For the first time, people responding to a global survey are more likely to view China and not the United States as the world's leading economic power.
The results of the Pew Research Center survey do not reflect reality: America's economy remains well ahead of its closest rival. But it does highlight China's steadily rising public image amid rapid growth, as well as the erosion of the United States' status as the global superpower, especially after the 2008 financial crisis left it struggling with recession and high unemployment.
The 21-nation poll found that 41 percent of people said China was the world's economic power, while 40 percent favored the U.S. Among the 14 nations that were asked the same question in 2008, the margin was wider: 45 percent placed the U.S. on top four years ago, with just 22 percent for China, but in the latest poll China was favored 42 percent to 36 percent.
The trend was especially strong in Europe: 58 percent of people in Britain saw China as the leading economy, versus just 28 percent for the United States. Even in the U.S., respondents were about evenly divided on the question. Turkey and Mexico were the only countries where more than half of people consider the United States the leading economic power.
"Over the last few years, perceptions about the global economic balance of power have been shifting," Pew said in the report.
China passed Germany as the biggest exporter in 2009 and has overtaken Japan as the world's second-biggest economy. But its situation is complex: It is relatively poor by income per person, while the United States is among the richest. The United States is the global center for the auto, computer, finance, aerospace and other industries.
China's competitive edge is its large pool of low-cost labor, but that is shrinking as wages rise and the Chinese population ages.
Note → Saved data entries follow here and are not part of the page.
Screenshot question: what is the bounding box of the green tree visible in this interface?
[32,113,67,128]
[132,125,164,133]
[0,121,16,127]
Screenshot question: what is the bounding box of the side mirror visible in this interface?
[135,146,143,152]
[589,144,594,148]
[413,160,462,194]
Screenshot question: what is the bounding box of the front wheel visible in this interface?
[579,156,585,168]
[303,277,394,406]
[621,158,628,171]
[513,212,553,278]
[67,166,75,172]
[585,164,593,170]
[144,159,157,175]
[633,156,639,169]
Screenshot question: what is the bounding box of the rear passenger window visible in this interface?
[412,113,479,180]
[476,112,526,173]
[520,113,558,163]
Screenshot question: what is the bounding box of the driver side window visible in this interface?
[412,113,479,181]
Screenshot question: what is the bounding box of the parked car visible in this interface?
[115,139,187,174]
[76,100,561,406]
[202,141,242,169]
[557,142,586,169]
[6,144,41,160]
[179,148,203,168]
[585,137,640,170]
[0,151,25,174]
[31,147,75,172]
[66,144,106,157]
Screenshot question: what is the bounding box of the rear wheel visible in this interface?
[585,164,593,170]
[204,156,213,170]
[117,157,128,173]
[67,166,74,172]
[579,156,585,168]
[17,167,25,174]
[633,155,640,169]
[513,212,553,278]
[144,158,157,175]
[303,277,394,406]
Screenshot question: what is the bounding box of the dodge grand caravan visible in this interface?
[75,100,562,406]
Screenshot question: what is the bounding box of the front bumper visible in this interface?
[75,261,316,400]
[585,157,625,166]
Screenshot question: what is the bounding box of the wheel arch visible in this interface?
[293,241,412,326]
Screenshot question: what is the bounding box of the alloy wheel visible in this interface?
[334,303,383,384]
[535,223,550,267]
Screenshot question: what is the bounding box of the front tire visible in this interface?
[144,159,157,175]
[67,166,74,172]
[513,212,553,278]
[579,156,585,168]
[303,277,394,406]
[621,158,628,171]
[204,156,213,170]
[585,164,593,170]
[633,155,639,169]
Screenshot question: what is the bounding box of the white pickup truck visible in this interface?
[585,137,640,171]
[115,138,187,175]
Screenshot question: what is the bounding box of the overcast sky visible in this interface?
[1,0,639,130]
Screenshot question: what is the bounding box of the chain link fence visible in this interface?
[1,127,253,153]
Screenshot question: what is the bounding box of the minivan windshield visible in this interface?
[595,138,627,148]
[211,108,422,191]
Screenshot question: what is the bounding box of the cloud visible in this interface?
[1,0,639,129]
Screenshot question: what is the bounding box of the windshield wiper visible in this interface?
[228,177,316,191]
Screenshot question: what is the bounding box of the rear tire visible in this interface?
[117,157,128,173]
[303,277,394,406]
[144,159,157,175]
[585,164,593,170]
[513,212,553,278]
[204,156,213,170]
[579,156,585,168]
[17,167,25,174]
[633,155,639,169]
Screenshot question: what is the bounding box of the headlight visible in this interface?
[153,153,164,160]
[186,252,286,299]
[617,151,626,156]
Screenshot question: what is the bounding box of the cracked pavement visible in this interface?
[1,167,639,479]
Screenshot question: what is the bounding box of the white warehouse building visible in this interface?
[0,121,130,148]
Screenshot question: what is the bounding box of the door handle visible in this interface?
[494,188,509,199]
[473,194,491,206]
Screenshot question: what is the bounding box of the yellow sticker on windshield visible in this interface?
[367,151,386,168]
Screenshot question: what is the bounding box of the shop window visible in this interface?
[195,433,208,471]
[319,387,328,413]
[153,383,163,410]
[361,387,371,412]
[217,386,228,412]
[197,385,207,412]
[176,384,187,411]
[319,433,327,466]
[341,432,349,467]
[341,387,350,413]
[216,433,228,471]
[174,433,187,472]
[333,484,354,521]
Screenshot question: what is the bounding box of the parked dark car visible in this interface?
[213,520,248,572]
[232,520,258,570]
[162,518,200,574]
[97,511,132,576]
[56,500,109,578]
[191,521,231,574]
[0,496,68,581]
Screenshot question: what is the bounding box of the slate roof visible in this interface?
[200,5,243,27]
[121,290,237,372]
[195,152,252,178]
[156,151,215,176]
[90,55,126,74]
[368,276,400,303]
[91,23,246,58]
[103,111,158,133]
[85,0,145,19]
The World Bank and the communist government's own advisers warn it must make basic changes to its economic strategy to boost productivity and keep incomes rising.
Those nuances are reflected in the Chinese public's more tempered views of their country in the Pew survey. Only 29 percent of people interviewed saw it as the leading economy, versus 48 percent for the United States.
The polls were nationally representative surveys conducted in March and April by 26,210 telephone or in-person interviews in 21 countries, including Brazil, Japan, India, France, Egypt, Tunisia, Pakistan and the United States.
The survey also found that China's image has grown more negative over the past year in the United States, Japan and parts of Europe.
Across the 21 nations surveyed, the median percentage with positive views of China and the United States were about the same, at 49 percent and 52 percent, respectively. But Pew noted that overall figure concealed big differences in some countries. In Japan, 72 percent saw the U.S. favorably, versus just 15 percent for China. In Pakistan, 85 percent saw China favorably while just 12 percent said the same for the United States.